Past performance of the Company cannot be relied on as a guide to future performance. As a result, you are cautioned not to place undue reliance on such forward-looking statements. A variety of factors may cause the Company's or the Group's actual results to differ materially from the forward-looking statements contained in this announcement.  

Forward-looking statements speak only as of their date and the Company, its parent and subsidiary undertakings, the subsidiary undertakings of such parent undertakings, J.P. Morgan Cazenove and BofA Merrill Lynch and any of such persons' respective directors, officers, employees, agents, affiliates or advisers expressly disclaim any obligation to supplement, amend, update or revise any of the forward-looking statements made herein, except where it would be required to do so under applicable law.  

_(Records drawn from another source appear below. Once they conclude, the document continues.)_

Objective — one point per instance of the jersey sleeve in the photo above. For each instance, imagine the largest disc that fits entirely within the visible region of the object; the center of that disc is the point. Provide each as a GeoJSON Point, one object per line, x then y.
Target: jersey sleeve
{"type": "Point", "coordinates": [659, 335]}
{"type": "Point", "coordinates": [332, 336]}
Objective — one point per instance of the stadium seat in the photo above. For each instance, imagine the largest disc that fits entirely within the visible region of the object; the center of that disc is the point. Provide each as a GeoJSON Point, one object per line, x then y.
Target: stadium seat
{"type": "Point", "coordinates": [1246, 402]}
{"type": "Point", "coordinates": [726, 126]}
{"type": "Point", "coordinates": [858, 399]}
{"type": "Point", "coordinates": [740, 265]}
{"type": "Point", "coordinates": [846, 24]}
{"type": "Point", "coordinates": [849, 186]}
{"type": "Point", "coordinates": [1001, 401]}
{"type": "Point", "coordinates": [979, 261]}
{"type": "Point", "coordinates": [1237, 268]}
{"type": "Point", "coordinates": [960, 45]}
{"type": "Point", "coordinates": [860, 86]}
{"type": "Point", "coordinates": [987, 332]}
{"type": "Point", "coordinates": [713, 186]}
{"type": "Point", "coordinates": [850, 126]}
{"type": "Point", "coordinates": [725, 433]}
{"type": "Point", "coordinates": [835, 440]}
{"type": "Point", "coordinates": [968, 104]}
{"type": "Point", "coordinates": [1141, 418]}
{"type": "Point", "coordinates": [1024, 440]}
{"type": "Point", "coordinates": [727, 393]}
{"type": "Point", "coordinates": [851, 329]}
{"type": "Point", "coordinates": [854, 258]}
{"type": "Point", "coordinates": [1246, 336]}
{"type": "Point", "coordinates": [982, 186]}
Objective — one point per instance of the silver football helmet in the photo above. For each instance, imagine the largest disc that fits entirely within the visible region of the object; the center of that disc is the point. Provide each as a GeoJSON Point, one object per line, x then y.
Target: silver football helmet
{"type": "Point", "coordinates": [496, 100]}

You are advised to read this announcement and the Prospectus in their entirety for a further discussion of the factors that could affect EnQuest's future performance. In light of these risks, uncertainties and assumptions, the events described in the forward-looking statements in this announcement may not occur.  

No statement in this announcement is intended as a profit forecast or a profit estimate and no statement in this announcement should be interpreted to mean that earnings per share of EnQuest for the current or future financial years would necessarily match or exceed the historical published earnings per share of EnQuest.